Comunicado sobre apodrecimento de grãos e vagens de soja na safra 2021/2022 na região do médio-norte de Mato Grosso*

O apodrecimento de grãos e vagens em estádio final de formação em lavouras de soja vem sendo observado com maior frequência em algumas regiões brasileiras desde a safra 2019/2020, em especial na região do médio-norte do estado de Mato Grosso, causando redução significativa de produtividade em lavouras com alto potencial produtivo, principalmente nas primeiras semeaduras. 
Em visitas realizadas nas lavouras da região, observou-se diferença entre as cultivares quanto à intensidade de apodrecimento de grãos e vagens, identificando-se algumas cultivares sem o problema ou com menor incidência. 
Observou-se resposta da aplicação de fungicidas, que amenizam, mas não resolvem o problema, com variação entre os diferentes programas aplicados pelos produtores. Muitas lavouras com apodrecimento de grãos e vagens são expostas a aplicações regulares de fungicidas e apresentam boa sanidade foliar. O apodrecimento pode ocorrer em toda a planta, mas com maior intensidade nos terços médio e inferior e se inicia na fase final de enchimento de grãos, próximo à maturação fisiológica. 
Em estudos preliminares, constatou-se que os grãos dentro das vagens deterioradas apresentavam elevados índices de enrugamento, resultantes da exposição das plantas às condições de elevadas temperaturas (acima de 30 ºC) durante a fase de enchimento de grãos. Esse enrugamento normalmente é mais intenso sob déficit hídrico, mas pode também ocorrer em condições normais de disponibilidade hídrica. O enrugamento afeta drasticamente a qualidade dos grãos e das sementes e propicia a infecção secundária por Phomopsis spp., o que pode propiciar o apodrecimento das vagens, principalmente em situações de ocorrência de chuvas frequentes em pré-colheita. Sabe-se que a expressão do enrugamento de grãos tem grande influência genética. Supõe-se que as cultivares que estão apresentando esse problema possam ser mais suscetíveis à sua expressão. 

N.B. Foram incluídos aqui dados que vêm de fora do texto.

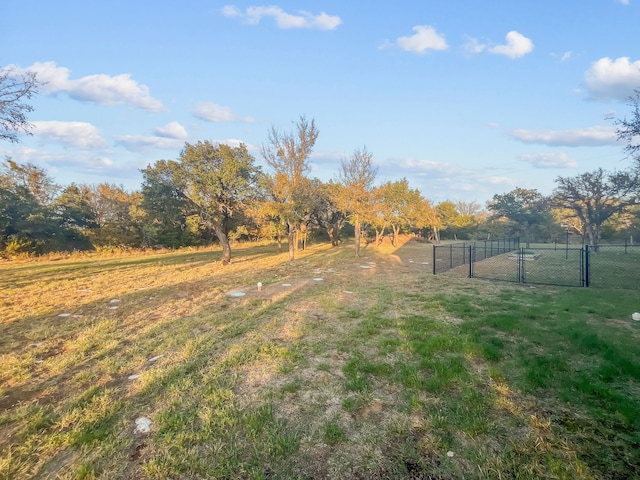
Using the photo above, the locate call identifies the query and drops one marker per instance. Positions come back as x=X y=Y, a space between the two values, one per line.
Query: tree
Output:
x=287 y=153
x=114 y=212
x=404 y=204
x=216 y=181
x=15 y=90
x=31 y=177
x=526 y=210
x=629 y=130
x=355 y=195
x=166 y=209
x=329 y=215
x=595 y=196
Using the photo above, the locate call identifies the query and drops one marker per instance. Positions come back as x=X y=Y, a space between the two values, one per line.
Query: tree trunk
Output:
x=218 y=227
x=396 y=231
x=279 y=238
x=379 y=237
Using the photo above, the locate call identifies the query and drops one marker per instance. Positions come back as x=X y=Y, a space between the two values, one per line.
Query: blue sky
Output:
x=464 y=98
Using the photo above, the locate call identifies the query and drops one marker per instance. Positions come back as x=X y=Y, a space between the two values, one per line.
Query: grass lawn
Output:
x=337 y=367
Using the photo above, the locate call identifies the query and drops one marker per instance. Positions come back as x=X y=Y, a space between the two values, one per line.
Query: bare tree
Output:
x=287 y=153
x=629 y=130
x=15 y=90
x=356 y=193
x=593 y=197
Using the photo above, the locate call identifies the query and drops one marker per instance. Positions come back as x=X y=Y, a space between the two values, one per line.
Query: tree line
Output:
x=217 y=193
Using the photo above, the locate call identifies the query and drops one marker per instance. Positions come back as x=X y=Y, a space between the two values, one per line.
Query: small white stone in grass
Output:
x=143 y=425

Além de Phomopsis, em análises realizadas em vagens e grãos com e sem sintomas, foram encontrados outros fungos já descritos há muito tempo na cultura, como Fusarium, Colletotrichum e Cercospora, além de bactérias. 
Esses fungos normalmente estão presentes de forma latente nos tecidos da soja, podendo ser obtidos de diversas partes da planta e em diferentes estádios fenológicos. A sua proliferação, causando o apodrecimento dos tecidos antes da maturação, provavelmente está ocorrendo pela combinação de diversos fatores, como estresses abióticos, suscetibilidade da cultivar e condições de ambiente favorável. 
Amostras coletadas em áreas com e sem o problema estão sendo analisadas, e os isolados de fungos infectantes estão sendo obtidos. Estão sendo investigados o efeito da nutrição das plantas na ocorrência de apodrecimento de vagens e grãos, bem como a observação das relações entre o teor de lignina e do enrugamento dos grãos com o apodrecimento de grãos e vagens. 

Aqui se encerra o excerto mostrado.